If you want to measure a gravity wave, you just need a big block of concrete embedded in an underground cavern of jello, fully instrument it, and wait. This block has accelerometers and ring gyros to measure the rotational components, as it shakes in the jello.

Problem is that this nasty earth has all those earthquakes! And you can't easily filter out the effects of seismic waves. And really, you need a whole bunch of blocks in jello to detect a gravity wave. Thus, they developed the sensitive rotational sensors that you need for the task, both for the block, and the rock all around it.

Look at this guy just preparing the glass block for a ring laser! These things are expensive!

Ok, they got the cost down by using fiber loops, and other little tricks. Now they can be dispersed in the field, but what are we looking for?

One reason that a ring laser may be quite good for gravity waves is that we generally can't expect rotational waves in the rock. A real torsion wave is something we propagate down a cylinder by twisting one end rapidly. The pure rotation can only be measured at the centre, and out from there we get a mixture of translation and rotation. Torsion waves are almost impossible to propagate in an elastic half-space (which is the earth).

Nope, our seismic waves are plane waves, which set up a front and propagate rapidly. For the shear wave there will be out-of-plane rotations, and they might be interesting to measure, but the amount of rotation falls directly from the plane wave equations, and translational measurements are most likely enough.

You can get complex rotational waves and effects right near a complex fault, where all the plane waves intersect, and I can imagine a tight rotational wave propagating for a short time. This makes life more deadly near a fault, and would be a good place for these new sensors.

In fact, any complexity will start things 'spinning'. A soil basin could easily hold a rotational wave, imagine a bowl of jello that you suddenly twist. Like a cylinder wave, the maximum vertical axis rotation would be at the centre of the basin. There would be horizontal axis rotation with surface waves.

It is with surface structures, that there is observable rotation. Images just as these have haunted 'rotation fans' for generations.
I don't think much of this, but some people do. Nevertheless, when a building starts to rock, things become much worse. Rotational sensors could sort some of this out.

End.

2 comments:

Anonymous said...

The Ire of Bob I & II
Well they say you can’t teach old dog new tricks. But you are slowly coming around. At least you realize the need for rotational monitoring in structures. Good, the BSSA edition deals with civil engineering. In fact Prof. Trifunac has been writing papers for years. The community has finally accepted it after about 9 years. Now they are all chairmen’s of international committees and editors (i.e. the BSSA special edition).

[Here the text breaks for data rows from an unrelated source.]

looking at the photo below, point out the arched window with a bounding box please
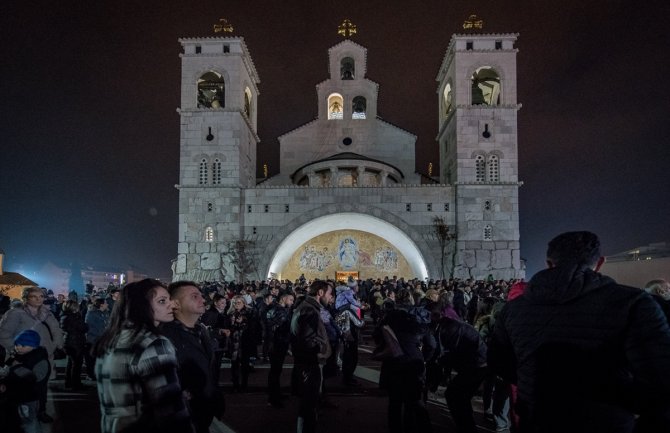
[328,93,344,120]
[352,96,366,119]
[197,71,225,108]
[212,158,222,184]
[244,87,252,118]
[341,57,355,80]
[475,155,486,183]
[205,226,214,242]
[484,225,493,241]
[199,158,208,185]
[443,82,453,115]
[471,66,501,106]
[488,154,499,182]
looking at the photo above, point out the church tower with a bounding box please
[174,37,260,281]
[436,34,522,279]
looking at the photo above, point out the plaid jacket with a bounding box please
[95,326,193,433]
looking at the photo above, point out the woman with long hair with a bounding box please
[93,279,193,433]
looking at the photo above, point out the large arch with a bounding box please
[266,212,429,280]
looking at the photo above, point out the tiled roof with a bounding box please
[0,272,37,286]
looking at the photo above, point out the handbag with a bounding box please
[371,325,404,361]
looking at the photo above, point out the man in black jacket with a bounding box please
[267,292,294,407]
[290,281,332,433]
[489,231,670,433]
[162,281,225,433]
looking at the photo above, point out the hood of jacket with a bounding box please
[335,286,361,310]
[525,264,616,305]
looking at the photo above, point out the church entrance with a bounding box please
[266,213,428,281]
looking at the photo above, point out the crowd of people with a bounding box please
[0,231,669,433]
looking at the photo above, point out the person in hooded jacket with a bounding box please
[60,300,88,390]
[335,277,365,386]
[375,287,436,433]
[489,231,670,433]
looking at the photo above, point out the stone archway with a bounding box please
[262,204,434,279]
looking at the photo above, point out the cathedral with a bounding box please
[173,28,523,283]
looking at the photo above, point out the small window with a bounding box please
[340,57,355,80]
[488,154,500,182]
[495,40,502,50]
[205,227,214,242]
[466,41,473,50]
[247,205,252,213]
[427,203,432,212]
[484,200,492,211]
[472,66,501,106]
[285,204,290,213]
[207,202,213,212]
[264,204,269,213]
[252,227,257,235]
[328,93,344,120]
[352,96,366,119]
[444,203,450,212]
[195,45,202,54]
[199,158,208,185]
[223,44,230,53]
[475,155,486,183]
[212,158,222,184]
[406,203,412,212]
[484,225,493,241]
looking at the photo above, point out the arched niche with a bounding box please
[471,66,501,106]
[197,71,225,108]
[328,93,344,119]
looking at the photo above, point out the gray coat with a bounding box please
[0,304,63,355]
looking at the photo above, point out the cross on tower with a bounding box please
[463,15,484,30]
[338,19,357,37]
[214,18,234,33]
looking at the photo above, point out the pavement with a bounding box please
[42,334,502,433]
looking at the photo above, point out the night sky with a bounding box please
[1,0,668,281]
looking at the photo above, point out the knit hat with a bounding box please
[14,330,40,348]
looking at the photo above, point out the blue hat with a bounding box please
[14,330,40,348]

You need to retract the need of field rotational monitoring as “bunk”. Then the Ire of Bob will become Happy Bob. It is unfortunate that others cannot view my comments. Only you.

Obviously you are familiar with Dr. Grazier wave formula. Every axis includes a rotational component, which forever has been ignored because it could not be measured. The rotational motion is much smaller amplitude than translational components. So when doing the math trying to derive rotations the error becomes lager than the motion. Not to mention the errors from not having clone translational seismometers (electrical and mechanical which is impossible).

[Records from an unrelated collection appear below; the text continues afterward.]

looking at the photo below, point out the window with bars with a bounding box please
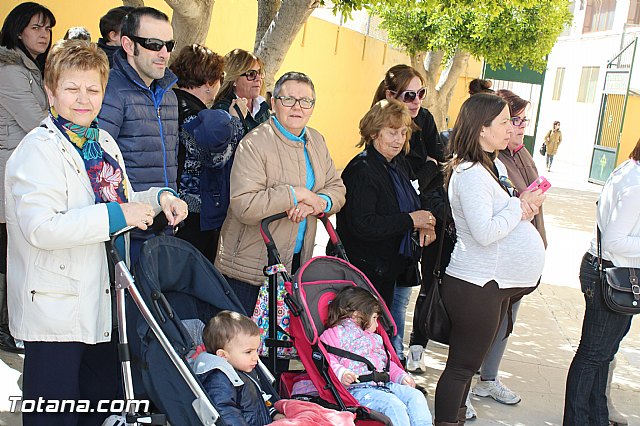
[582,0,617,33]
[577,67,600,102]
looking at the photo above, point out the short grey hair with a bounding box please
[273,71,316,98]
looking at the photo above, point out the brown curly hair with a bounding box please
[326,287,382,330]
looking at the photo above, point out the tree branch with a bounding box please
[438,50,470,96]
[164,0,215,60]
[255,0,320,91]
[255,0,282,52]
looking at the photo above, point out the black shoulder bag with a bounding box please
[597,227,640,315]
[416,197,452,344]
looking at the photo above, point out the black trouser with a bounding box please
[176,213,220,265]
[22,336,120,426]
[434,275,530,422]
[0,223,7,326]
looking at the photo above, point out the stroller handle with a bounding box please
[259,212,349,261]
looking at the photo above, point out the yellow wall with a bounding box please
[1,0,480,168]
[619,94,640,165]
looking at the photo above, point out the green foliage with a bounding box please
[376,0,573,72]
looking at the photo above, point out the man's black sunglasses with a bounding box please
[128,35,176,52]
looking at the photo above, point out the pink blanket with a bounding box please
[268,399,356,426]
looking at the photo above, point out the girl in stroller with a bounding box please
[320,287,432,426]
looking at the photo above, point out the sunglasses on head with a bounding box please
[241,69,264,81]
[392,87,427,103]
[128,35,176,52]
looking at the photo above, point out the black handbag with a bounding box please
[539,143,547,156]
[415,198,452,344]
[597,227,640,315]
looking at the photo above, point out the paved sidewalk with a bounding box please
[1,156,638,425]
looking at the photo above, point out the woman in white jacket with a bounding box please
[5,40,187,426]
[433,94,546,426]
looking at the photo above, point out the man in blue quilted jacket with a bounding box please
[98,6,179,264]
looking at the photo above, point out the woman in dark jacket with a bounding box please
[337,99,436,308]
[212,49,270,135]
[371,64,445,362]
[170,44,245,263]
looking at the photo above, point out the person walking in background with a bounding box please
[563,139,640,426]
[212,48,270,136]
[370,64,444,364]
[97,5,134,67]
[170,44,245,264]
[434,94,545,426]
[544,121,562,172]
[98,6,179,265]
[0,1,55,355]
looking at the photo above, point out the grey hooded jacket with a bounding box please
[0,46,48,222]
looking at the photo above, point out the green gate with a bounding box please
[589,39,637,183]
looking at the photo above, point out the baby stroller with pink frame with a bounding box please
[259,213,403,425]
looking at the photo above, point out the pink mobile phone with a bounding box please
[526,176,552,193]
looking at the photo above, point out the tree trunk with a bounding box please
[255,0,320,92]
[255,0,282,52]
[123,0,144,6]
[412,49,470,131]
[165,0,215,62]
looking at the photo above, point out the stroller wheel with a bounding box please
[101,415,127,426]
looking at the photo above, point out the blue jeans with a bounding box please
[350,382,432,426]
[563,254,632,426]
[390,286,413,360]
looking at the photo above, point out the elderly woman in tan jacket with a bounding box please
[215,71,346,315]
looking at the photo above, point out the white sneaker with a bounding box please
[465,393,477,420]
[472,378,521,405]
[406,345,426,373]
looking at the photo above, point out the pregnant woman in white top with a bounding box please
[433,94,546,426]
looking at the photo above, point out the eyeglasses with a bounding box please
[499,175,520,197]
[128,35,176,52]
[510,116,530,127]
[241,69,265,81]
[392,87,427,103]
[274,96,315,109]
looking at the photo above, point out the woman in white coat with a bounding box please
[5,40,187,426]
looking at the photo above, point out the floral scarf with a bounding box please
[50,108,128,204]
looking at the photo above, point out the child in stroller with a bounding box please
[193,311,283,425]
[320,287,432,426]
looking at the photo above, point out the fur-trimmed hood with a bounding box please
[0,46,23,66]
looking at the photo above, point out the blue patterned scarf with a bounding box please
[50,108,128,205]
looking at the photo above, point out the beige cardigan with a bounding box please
[215,120,346,286]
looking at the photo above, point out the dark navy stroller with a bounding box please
[107,228,277,426]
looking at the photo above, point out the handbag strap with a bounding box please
[596,225,604,279]
[433,193,450,280]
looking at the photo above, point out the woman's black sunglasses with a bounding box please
[128,35,176,52]
[392,87,427,103]
[241,69,265,81]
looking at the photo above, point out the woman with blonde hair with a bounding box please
[212,48,270,134]
[335,99,436,309]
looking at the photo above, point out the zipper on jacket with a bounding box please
[31,289,78,301]
[131,77,176,188]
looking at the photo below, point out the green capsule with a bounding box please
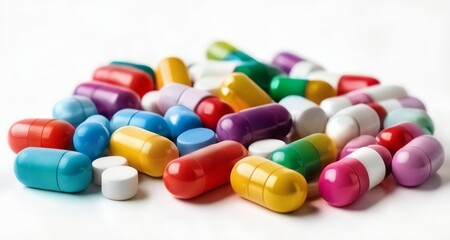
[110,61,156,81]
[270,76,308,102]
[207,41,238,60]
[384,108,434,134]
[234,62,284,93]
[269,133,337,180]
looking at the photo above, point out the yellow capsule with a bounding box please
[219,73,273,111]
[155,57,192,90]
[304,133,337,169]
[230,156,307,213]
[304,80,336,104]
[109,126,179,177]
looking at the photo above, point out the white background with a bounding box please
[1,0,450,239]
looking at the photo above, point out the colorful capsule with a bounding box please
[92,64,154,98]
[141,90,162,114]
[376,122,424,155]
[230,156,307,213]
[269,76,336,104]
[279,95,327,138]
[340,135,377,159]
[248,139,286,158]
[216,103,292,146]
[269,133,337,180]
[110,60,156,80]
[52,96,98,127]
[307,71,380,95]
[109,126,179,177]
[8,119,75,153]
[176,128,217,156]
[158,83,234,129]
[272,52,324,77]
[164,106,202,139]
[367,96,426,126]
[326,104,381,152]
[73,115,110,160]
[206,41,256,62]
[14,148,92,193]
[163,141,247,199]
[392,136,444,187]
[155,57,192,89]
[110,108,170,138]
[320,85,408,117]
[383,108,434,134]
[219,73,273,111]
[73,82,140,119]
[318,145,392,207]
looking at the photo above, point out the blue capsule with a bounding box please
[73,116,110,160]
[53,96,98,127]
[176,128,217,155]
[164,106,202,139]
[14,147,92,193]
[110,108,170,138]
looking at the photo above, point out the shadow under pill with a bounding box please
[185,184,235,205]
[287,202,319,217]
[78,184,101,195]
[415,174,442,191]
[345,176,397,211]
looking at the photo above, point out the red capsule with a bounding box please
[163,140,248,199]
[337,75,380,95]
[367,103,388,127]
[195,97,234,130]
[376,122,424,155]
[93,65,154,98]
[8,119,75,153]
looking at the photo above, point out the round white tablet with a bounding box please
[92,156,128,185]
[101,166,138,201]
[248,139,286,158]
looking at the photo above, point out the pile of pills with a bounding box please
[7,41,445,212]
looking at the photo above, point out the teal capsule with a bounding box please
[14,148,92,193]
[384,108,434,134]
[110,61,156,81]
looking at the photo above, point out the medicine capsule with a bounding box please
[163,140,248,199]
[141,90,162,114]
[110,108,170,138]
[367,96,426,126]
[392,135,444,187]
[248,139,287,158]
[8,119,75,153]
[307,71,380,95]
[219,73,273,111]
[269,133,337,180]
[271,52,324,77]
[109,126,179,177]
[376,122,424,155]
[216,103,292,146]
[93,65,154,98]
[383,108,434,134]
[73,115,111,160]
[340,135,377,159]
[158,83,234,129]
[230,156,307,213]
[52,96,98,127]
[164,106,202,139]
[279,95,327,138]
[269,76,336,104]
[206,41,256,62]
[73,82,140,119]
[326,104,381,152]
[320,85,408,117]
[110,60,156,80]
[155,57,192,89]
[176,128,217,156]
[318,145,392,207]
[14,147,92,193]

Now throw out the math theory and concentrate on the real world. Actually measure pure rotational motion immune to translational motion. Combine that rotational sensor with a translational sensor and wal-la you have all 6 DOF.

Correct for earthquake applications you need to be close to the source because of the attenuation factor. BUT that is a function of frequency. The lower the frequency say 20 seconds the less the attenuation distance. Think of teleseisms

Hence the introduction of the R-1 field seismometer that can be deployed in all seismic networks one would be able to record all 6DOF relatively close to the source.

Therefore the math of double integration is gone (not counting the errors of the difference in translational sensors), and proven by actual measurements in the field. Read the BSSA.

The ring gyro photo was nice. But the one at LMU in Germany is 5 times as large. They are BIG and expensive in the $100,000 USD range. Not made for the field (close in). The R-1 is a low cost field rotational seismometer designed for field use. The R-2 has even better specifications and self-calibration that should be released soon.

Face it; this is the future and the next level of research in seismology and civil engineering in the last 20 years.
That is why the BSSA published the special edition which you said “bunk”.
Bob

Harold Asmis said...

Whatcha talkin' 'bout Bob? Everybody sees your comments, and see what an idiot I am. I wouldn't have it any other way!